Department of Joint Disease Research, 22nd Century Medical and Research Center, Graduate School of Medicine, The University of Tokyo, 7-3-1 Hongo, Bunkyo-ku, Tokyo 113-8655, Japan.
Osteoporos Int. 2009 Jun;20(6):999-1008. doi: 10.1007/s00198-008-0771-3. Epub 2008 Nov 7.
In a 10-year follow-up of a population-based cohort of Japanese subjects, incidences of and causal relationships between osteoporosis (OP) and osteoarthritis (OA) at the lumbar spine were clarified.

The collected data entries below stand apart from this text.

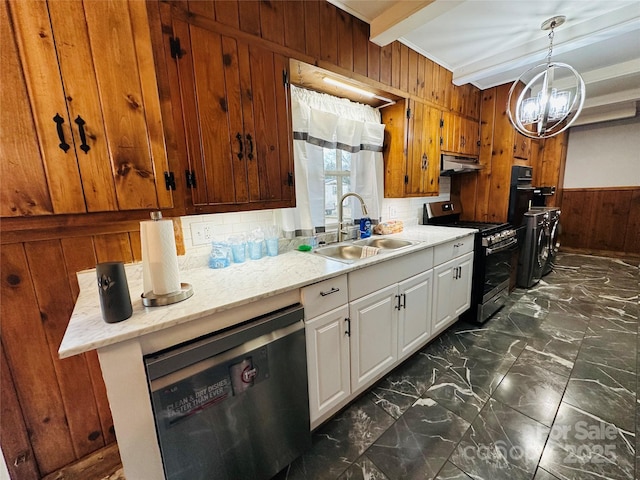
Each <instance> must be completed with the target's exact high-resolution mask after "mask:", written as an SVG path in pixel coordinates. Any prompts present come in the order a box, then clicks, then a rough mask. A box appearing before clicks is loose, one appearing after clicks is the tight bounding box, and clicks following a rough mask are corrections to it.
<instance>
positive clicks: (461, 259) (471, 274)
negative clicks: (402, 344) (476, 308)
mask: <svg viewBox="0 0 640 480" xmlns="http://www.w3.org/2000/svg"><path fill="white" fill-rule="evenodd" d="M472 267H473V253H466V254H464V255H462V256H461V257H458V258H454V259H453V260H450V261H448V262H446V263H443V264H442V265H438V266H437V267H435V268H434V269H433V314H432V319H433V324H432V330H431V333H432V334H434V335H435V334H437V333H440V332H441V331H442V330H444V329H445V328H447V327H448V326H449V325H451V323H453V322H454V321H455V320H456V318H458V316H459V315H460V314H461V313H462V312H464V311H465V310H467V309H468V308H469V306H470V302H471V275H472V273H473V272H472Z"/></svg>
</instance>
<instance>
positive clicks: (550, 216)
mask: <svg viewBox="0 0 640 480" xmlns="http://www.w3.org/2000/svg"><path fill="white" fill-rule="evenodd" d="M531 210H532V211H536V212H549V259H548V260H547V264H546V265H545V267H544V269H543V271H542V275H543V276H544V275H546V274H548V273H551V271H552V270H553V267H554V265H555V261H556V255H557V254H558V250H559V249H560V242H558V235H559V234H560V209H559V208H558V207H531Z"/></svg>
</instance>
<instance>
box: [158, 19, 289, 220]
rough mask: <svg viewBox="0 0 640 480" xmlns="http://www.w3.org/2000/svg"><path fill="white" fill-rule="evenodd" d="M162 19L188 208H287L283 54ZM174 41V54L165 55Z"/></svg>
mask: <svg viewBox="0 0 640 480" xmlns="http://www.w3.org/2000/svg"><path fill="white" fill-rule="evenodd" d="M166 21H167V19H164V20H163V22H166ZM169 21H170V23H171V31H172V32H173V34H172V35H166V36H165V40H166V45H165V51H166V52H167V55H171V56H172V57H174V58H168V61H170V62H171V63H170V64H173V65H175V68H176V70H177V79H178V80H179V82H177V83H178V85H176V84H172V85H171V89H172V94H171V95H172V99H173V100H172V101H173V107H174V108H177V109H179V110H181V111H182V117H183V122H184V123H183V126H184V132H185V137H186V150H187V155H186V156H187V165H186V169H187V170H188V172H189V175H188V177H190V179H191V180H192V181H191V182H190V186H191V197H190V201H191V203H192V206H193V207H194V209H195V211H225V210H230V209H240V210H242V209H258V208H281V207H289V206H293V205H294V204H295V195H294V189H293V157H292V147H291V120H290V100H289V91H288V81H287V78H288V59H287V58H285V57H283V56H282V55H279V54H276V53H273V52H272V51H270V50H268V49H266V48H265V47H263V46H262V44H258V43H255V44H254V43H250V42H247V41H244V40H240V39H237V38H235V37H233V36H229V35H223V34H220V33H217V32H216V31H213V30H210V29H208V28H206V27H203V26H201V25H192V24H189V23H187V22H186V21H184V20H181V19H178V18H172V19H169ZM177 42H179V44H180V47H179V49H180V51H181V54H180V55H175V52H174V53H173V54H172V53H171V46H170V45H171V43H173V44H174V45H177ZM174 48H175V47H174ZM173 83H176V82H173ZM207 206H209V207H215V208H213V209H207V208H203V207H207Z"/></svg>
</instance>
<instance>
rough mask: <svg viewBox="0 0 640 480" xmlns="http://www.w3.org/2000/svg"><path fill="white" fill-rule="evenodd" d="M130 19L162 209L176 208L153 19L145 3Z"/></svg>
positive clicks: (151, 151) (85, 189)
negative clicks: (149, 14)
mask: <svg viewBox="0 0 640 480" xmlns="http://www.w3.org/2000/svg"><path fill="white" fill-rule="evenodd" d="M129 16H130V19H131V31H132V34H133V40H134V44H135V53H136V59H137V61H138V72H139V75H140V88H141V90H142V99H143V102H144V109H143V112H144V116H145V123H146V125H147V129H148V134H149V139H148V140H149V144H150V145H149V146H150V150H151V164H152V165H153V171H154V172H155V175H154V181H155V191H156V196H157V199H158V207H159V208H171V207H173V206H174V204H173V195H172V193H171V191H169V190H167V188H166V186H165V182H164V175H163V172H167V171H169V170H170V168H169V163H168V160H167V144H166V142H165V136H164V125H163V120H162V110H161V106H160V95H159V92H158V81H157V76H156V69H155V62H154V59H153V48H152V44H151V32H150V31H149V20H148V18H147V8H146V6H145V4H144V3H143V2H130V3H129ZM85 192H86V189H85Z"/></svg>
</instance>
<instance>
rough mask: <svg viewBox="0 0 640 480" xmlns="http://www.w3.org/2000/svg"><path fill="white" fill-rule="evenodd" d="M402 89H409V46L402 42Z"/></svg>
mask: <svg viewBox="0 0 640 480" xmlns="http://www.w3.org/2000/svg"><path fill="white" fill-rule="evenodd" d="M400 90H402V91H404V92H408V91H409V47H407V46H406V45H404V44H400Z"/></svg>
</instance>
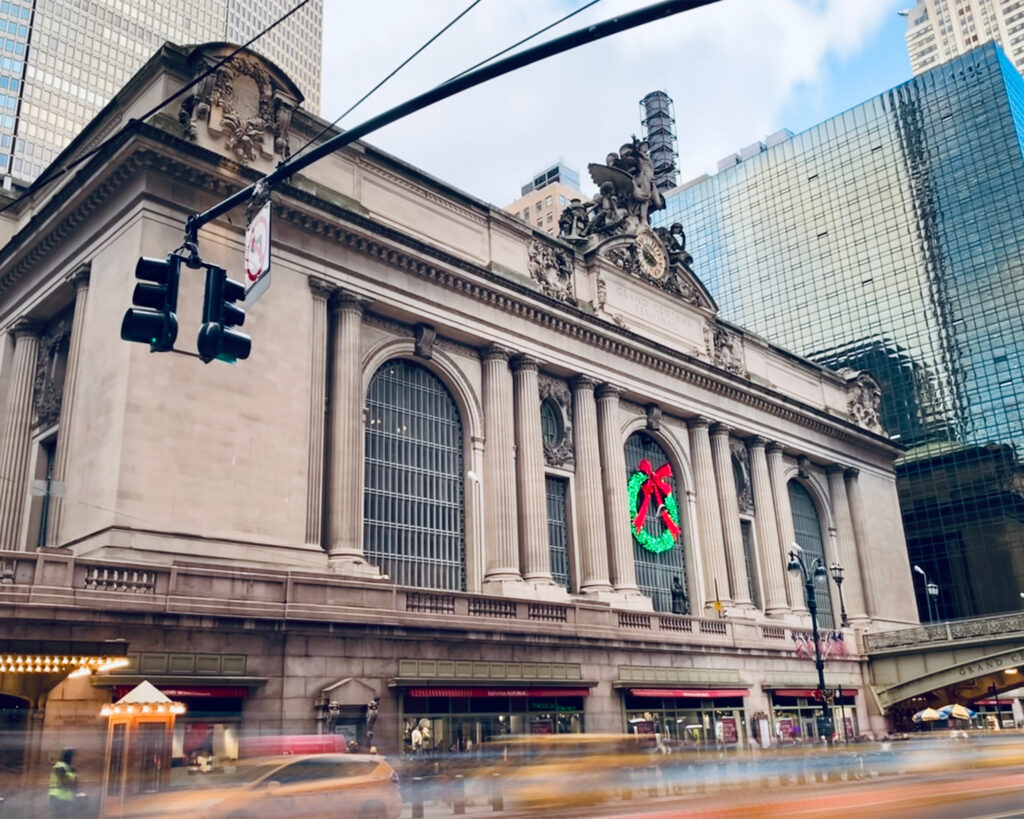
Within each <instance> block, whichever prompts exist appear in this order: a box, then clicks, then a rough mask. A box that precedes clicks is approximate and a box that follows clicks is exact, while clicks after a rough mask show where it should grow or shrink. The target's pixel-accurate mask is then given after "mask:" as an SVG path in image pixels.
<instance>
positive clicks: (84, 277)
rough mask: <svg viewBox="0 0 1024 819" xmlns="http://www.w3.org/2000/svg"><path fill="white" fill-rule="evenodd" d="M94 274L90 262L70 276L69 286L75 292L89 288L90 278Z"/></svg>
mask: <svg viewBox="0 0 1024 819" xmlns="http://www.w3.org/2000/svg"><path fill="white" fill-rule="evenodd" d="M91 273H92V265H90V264H89V263H88V262H86V263H85V264H83V265H81V266H80V267H78V268H77V269H76V270H75V271H74V272H73V273H71V274H70V275H69V276H68V284H69V285H71V286H72V287H73V288H75V290H80V289H82V288H87V287H89V276H90V275H91Z"/></svg>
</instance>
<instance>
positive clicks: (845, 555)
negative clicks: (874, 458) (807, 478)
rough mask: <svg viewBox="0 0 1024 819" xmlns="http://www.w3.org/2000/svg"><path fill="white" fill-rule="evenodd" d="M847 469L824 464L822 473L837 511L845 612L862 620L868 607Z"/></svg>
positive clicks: (836, 532)
mask: <svg viewBox="0 0 1024 819" xmlns="http://www.w3.org/2000/svg"><path fill="white" fill-rule="evenodd" d="M846 472H847V470H846V468H845V467H841V466H839V465H838V464H829V465H828V466H827V467H825V474H826V475H827V476H828V494H829V495H831V502H833V513H834V514H835V515H836V546H837V552H838V555H837V557H838V558H839V562H840V563H841V564H842V565H843V570H844V572H843V602H844V603H845V604H846V612H847V616H848V617H849V618H850V619H851V620H865V619H867V609H866V608H865V607H864V586H863V581H862V579H861V573H860V562H859V560H858V558H857V552H858V550H857V535H856V531H855V530H854V527H853V515H852V511H851V509H850V498H849V494H848V489H847V482H846ZM854 479H855V480H856V478H854Z"/></svg>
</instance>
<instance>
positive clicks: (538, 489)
mask: <svg viewBox="0 0 1024 819" xmlns="http://www.w3.org/2000/svg"><path fill="white" fill-rule="evenodd" d="M539 367H540V362H539V361H538V360H537V359H536V358H531V357H530V356H528V355H517V356H516V357H515V358H513V359H512V368H513V371H512V372H513V377H512V381H513V383H512V387H513V389H512V392H513V395H514V396H515V478H516V493H517V497H518V500H519V504H518V506H519V519H518V520H519V561H520V563H519V565H520V566H521V567H522V578H523V579H524V580H526V581H527V583H531V584H534V585H536V586H553V585H554V579H553V578H552V576H551V553H550V547H549V544H548V515H547V508H548V499H547V495H546V493H545V490H544V438H543V433H542V432H541V389H540V386H539V385H538V382H537V371H538V368H539Z"/></svg>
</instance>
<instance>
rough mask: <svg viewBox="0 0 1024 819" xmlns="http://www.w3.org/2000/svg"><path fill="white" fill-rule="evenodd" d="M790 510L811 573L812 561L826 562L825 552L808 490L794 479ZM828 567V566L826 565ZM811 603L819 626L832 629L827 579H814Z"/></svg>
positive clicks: (798, 536) (817, 517)
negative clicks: (812, 595) (814, 579)
mask: <svg viewBox="0 0 1024 819" xmlns="http://www.w3.org/2000/svg"><path fill="white" fill-rule="evenodd" d="M790 507H791V508H792V509H793V528H794V530H795V532H796V535H797V543H798V544H800V548H801V549H803V550H804V563H805V564H806V565H807V569H808V571H813V568H812V566H813V564H814V559H815V558H821V562H822V563H825V549H824V544H823V543H822V541H821V521H820V519H819V518H818V510H817V508H816V507H815V506H814V501H813V500H811V495H810V494H809V493H808V491H807V489H805V488H804V487H803V486H801V485H800V483H798V482H797V481H795V480H791V481H790ZM825 565H826V566H827V565H828V564H827V563H825ZM814 601H815V602H816V603H817V605H818V627H819V628H822V629H835V628H836V617H835V616H834V615H833V610H831V594H830V592H829V591H828V578H827V577H822V578H820V579H818V578H815V580H814Z"/></svg>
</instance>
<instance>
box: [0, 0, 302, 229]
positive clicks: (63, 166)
mask: <svg viewBox="0 0 1024 819" xmlns="http://www.w3.org/2000/svg"><path fill="white" fill-rule="evenodd" d="M309 2H311V0H301V2H299V3H297V4H296V5H295V6H294V7H293V8H292V9H291V10H289V11H287V12H285V13H284V14H282V15H281V16H280V17H278V19H275V20H274V21H273V23H271V24H270V25H269V26H267V27H266V28H265V29H263V30H262V31H261V32H259V33H258V34H257V35H255V36H254V37H252V38H251V39H249V40H248V41H247V42H246V43H244V44H243V45H240V46H239V47H238V48H236V49H234V50H233V51H231V53H230V54H228V55H227V56H225V57H223V58H221V59H219V60H218V61H217V62H215V63H214V64H213V66H211V67H210V68H209V69H207V70H206V71H205V72H203V73H202V74H200V75H199V76H198V77H196V78H195V79H194V80H193V81H191V82H189V83H187V84H186V85H183V86H182V87H181V88H179V89H178V90H177V91H175V92H174V93H173V94H171V95H170V96H169V97H167V98H166V99H164V100H163V101H162V102H158V103H157V104H156V105H154V106H153V107H152V109H150V110H148V111H147V112H145V114H142V115H141V116H138V117H133V118H132V119H133V120H136V121H144V120H147V119H148V118H150V117H152V116H153V115H154V114H157V113H159V112H160V111H161V110H163V109H164V107H166V106H167V105H169V104H170V103H171V102H173V101H174V100H175V99H177V98H178V97H179V96H182V95H183V94H184V93H186V92H187V91H189V90H191V89H193V88H195V87H196V86H197V85H199V84H200V83H201V82H203V80H205V79H206V78H207V77H209V76H210V75H211V74H213V73H214V72H216V71H218V70H219V69H220V68H221V67H222V66H224V64H226V63H227V62H230V61H231V60H232V59H233V58H234V57H236V56H237V55H238V54H239V52H240V51H244V50H245V49H247V48H248V47H249V46H251V45H252V44H253V43H255V42H256V41H257V40H258V39H259V38H260V37H262V36H263V35H265V34H267V33H268V32H270V31H272V30H273V29H275V28H276V27H278V26H280V25H281V24H282V23H284V21H285V20H286V19H288V18H289V17H290V16H292V14H294V13H296V12H297V11H298V10H299V9H300V8H302V7H303V6H304V5H307V4H308V3H309ZM120 136H121V132H120V131H119V132H118V133H115V134H112V135H111V136H109V137H108V138H106V139H104V140H103V141H102V142H100V143H99V144H98V145H96V146H95V147H94V148H92V149H90V150H87V152H86V153H85V154H83V155H82V156H80V157H77V158H76V159H75V160H73V161H72V162H70V163H68V164H67V165H65V166H63V167H61V168H58V169H57V170H56V171H54V172H53V173H51V174H50V175H49V176H45V177H43V178H42V179H36V180H35V181H33V182H32V184H31V185H30V186H29V189H28V190H26V191H25V192H24V193H22V195H20V196H19V197H17V198H16V199H13V200H11V201H10V202H8V203H7V204H6V205H4V206H3V207H2V208H0V213H4V212H5V211H7V210H9V209H10V208H13V207H14V206H15V205H17V203H19V202H20V201H22V200H24V199H25V198H26V197H28V196H29V195H31V193H32V192H34V191H35V190H38V189H39V188H40V187H43V186H45V185H47V184H49V183H50V182H52V181H54V180H55V179H59V178H60V177H61V176H63V175H65V174H66V173H68V172H69V171H70V170H72V169H74V168H77V167H78V166H79V165H81V164H82V163H83V162H85V161H86V160H88V159H89V158H90V157H94V156H95V155H96V154H98V153H99V152H101V150H102V149H103V148H105V147H106V146H108V145H110V144H111V143H112V142H114V141H115V140H116V139H118V138H119V137H120Z"/></svg>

OP might reduce the risk of subsequent OA at the spine in women, but not in men.
The aim of this study is to clarify the contribution of osteoarthritis (OA) to osteoporosis (OP) and vice versa.
A population-based, epidemiological study was conducted in a Japanese rural community. From 1,543 participants aged 40-79 years, 200 men and 200 women were selected and followed up for 10 years. Bone mineral density measurements were repeated after 3, 7, and 10 years, and X-rays were repeated after 10 years.
The incidence of lumbar OP per 10,000 person-years for persons in their 40s, 50s, 60s, and 70s was 0, 0, 109.5, and 151.1 for men and 124.2, 384.0, 227.3, and 239.5 for women, respectively. The cumulative incidence of lumbar OA over 10 years aged 40-79 years was 25.8% in men and 45.2% in women. Cox's proportional hazards model showed no significant relationship between the presence of lumbar OA at the baseline and incidence of lumbar and femoral neck OP in both genders. A significant relationship was demonstrated between the presence of lumbar OP, not femoral neck OP, at the baseline and cumulative incidence of lumbar OA in women (odds ratio, 0.20; 95% confidence interval, 0.05-0.80; P = 0.02).
OP in women appears to reduce the future incidence of OA at the lumbar spine.
本研究通过对日本人群进行一项基于人群的队列研究随访 10 年,阐明了腰椎部位骨质疏松症(OP)和骨关节炎(OA)的发病情况及两者之间的因果关系。OP 可能会降低女性脊柱后续发生 OA 的风险,但对男性没有影响。
本研究旨在阐明 OA 和 OP 之间的相互作用。
这是一项在日本农村社区开展的基于人群的流行病学研究。我们从 1543 名年龄在 40-79 岁的参与者中,选择了 200 名男性和 200 名女性进行了 10 年的随访。在第 3、7 和 10 年时重复进行骨密度测量,在第 10 年时重复进行 X 射线检查。
40 岁、50 岁、60 岁和 70 岁人群中,每 10000 人年男性腰椎 OP 的发病率分别为 0、0、109.5 和 151.1,女性分别为 124.2、384.0、227.3 和 239.5。40-79 岁人群中,10 年内累积发生腰椎 OA 的比例,男性为 25.8%,女性为 45.2%。Cox 比例风险模型显示,基线时存在腰椎 OA 与两性腰椎和股骨颈 OP 的发病无关。基线时存在腰椎 OP(而非股骨颈 OP)与女性累积腰椎 OA 发病率之间存在显著关系(比值比,0.20;95%置信区间,0.05-0.80;P=0.02)。
女性的 OP 似乎降低了未来腰椎 OA 的发病风险。